Beschädigte und abgesenkte Fahrbahnränder, Schlaglöcher und enge Kurven: Der Zustand der Kreisstraße zwischen Affalterbach und Hochdorf wird schon lange bemängelt, jetzt will der Auto Club Europa (ACE) die Strecke als „schlechteste Straße Deutschlands“ nominieren. Nicht nur deshalb kommt nun wieder Bewegung in die Sache.
Der ohnehin schon beklagenswerte Zustand der Straße, so der ACE, habe sich im vergangenen Winter noch dramatisch verschlechtert. An zahlreichen Stellen hätten sich die Frostschäden zu kapitalen Schlaglöchern ausgeweitet, was zu einem unvertretbaren Risiko bei der Verkehrssicherheit führe. Die vom Kreis derzeit vorgenommenen Flickarbeiten könnten, so der ACE-Schlaglochexperte Harald Kraus, am generell problematischen Zustand der Straße nichts ändern. Das bestätigt auch ein Sprecher des Landratsamtes: „Das sind nur Erste-Hilfe-Maßnahmen.“ Auch das Regenwasser fließe nicht mehr ab.
Die Straße wird nicht zum ersten Mal bemängelt: Zahlreiche enge Kurven, unübersichtliche Kuppen und ausgefahrene Bankette machen sie gefährlich. Anfang des Jahres 2007 beendeten das Landratsamt, das für die Kreisstraße zuständig ist, und die beteiligten Kommunen Affalterbach und Remseck langjährige Diskussionen. Die beiden Kommunen wollten zwar eine sanierte und ausgebaute Straße, träumten gar von einem Busverkehr in Richtung Stadtbahn-Station Remseck, beharrten aber darauf, dass das Lastwagenverbot bestehen bleibt. Sie befürchteten geschätzte 4500 Fahrzeuge mehr samt Lastwagen.

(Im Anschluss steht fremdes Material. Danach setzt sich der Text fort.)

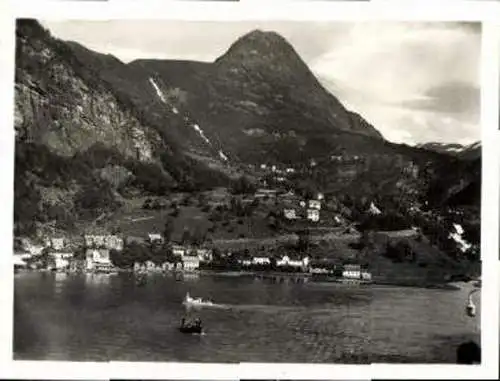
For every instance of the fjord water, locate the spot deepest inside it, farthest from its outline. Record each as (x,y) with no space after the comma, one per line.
(114,317)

Das Landratsamt beharrte dagegen auf den Vorschriften: Wenn die Straße verbreitert werde, müsse auch der Schwerverkehr rollen. „Da gibt es klare Vorschriften, und es müssen schwerwiegende Gründe vorliegen“, bestätigt der Sprecher des Landratsamtes. Die rund 2,3 Millionen Euro, die für das Projekt bereitgestanden hatten, wurden also für andere Straßen verwendet, die Straße rutschte in der Prioritätenliste weit nach hinten.